Now and then readers and other associates ask me if I regret being gay. I ask them, in turn, how does anyone reconcile themselves to living a life that does not draw upon who we are rather than whom anyone else would have us be, no matter how well-meaning? The bottom line is that we are responsible for ourselves as well as looking out for others; at the very least, honesty demands we accept that responsibility, sooner or later...does it not? Certain judgemental societies and individuals worldwide would do well to keep that in mind.
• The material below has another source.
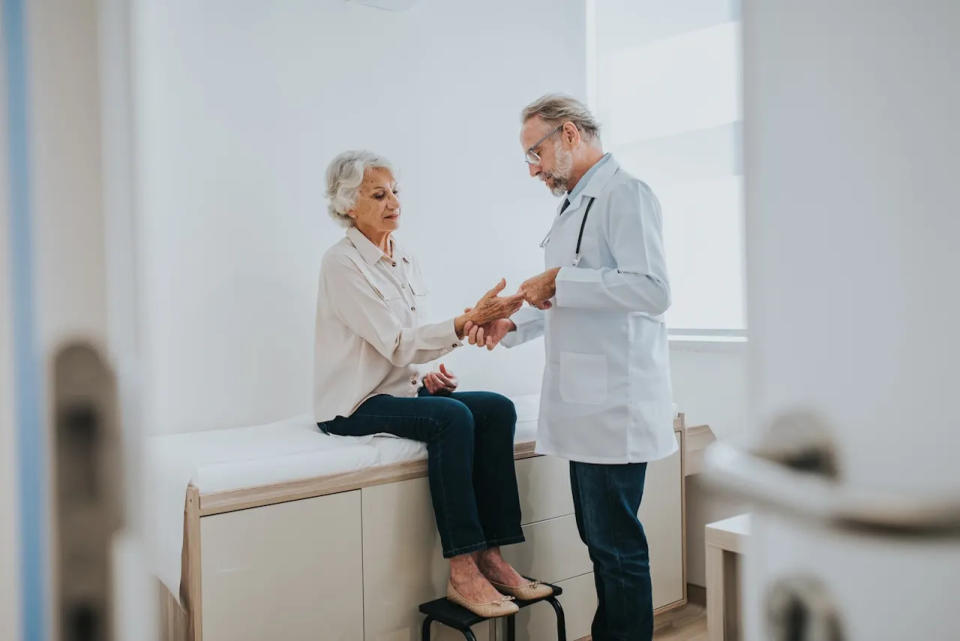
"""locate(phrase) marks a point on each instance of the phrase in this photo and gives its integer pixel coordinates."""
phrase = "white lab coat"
(606, 394)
A LIFE IN THE DAY OF AN ARMCHAIR
The world, it’s passing me by;
though time slow enough for me to ask questions
about the whys and wherefores
of life, it only answers me with more questions,
demanding I look closer to home,
ask of mind-body-spirit how and why
it has brought me to this
dismal failure of expectation and imagination
if ever there was one
So, what is ‘this’ that I find harder
to bear as memories assail me (good, bad and ugly),
now offering comfort enough
to bring a smile to my face, now torturing me
with errors that, unmade,
may well have seen latter days kinder
than a tearful armchair
failing to empathise with a mind-body-spirit
finding itself wanting
My window on life misting over;
a splatter of raindrops reciting poems, calling to mind
faces, voices, seeing me through
all my whys and wherefores, their being on hand,
answers in themselves
to any questions I may well have asked
of mind-bod-spirit
had I envisaged then any such Here-and-Now
as, this, even as I speak
Ah, but where inclined to look back on this life in tears,
find the sum of its joys come to rise above its fears
Copyright R. N. Taber, 2019
[Note: This poem also appears on my gay-interest blog as not all readers dip into both. We are, after all, a common humanity in so far as each and every one of us needs must ask much the same questions of it (and ourselves) as time passes.]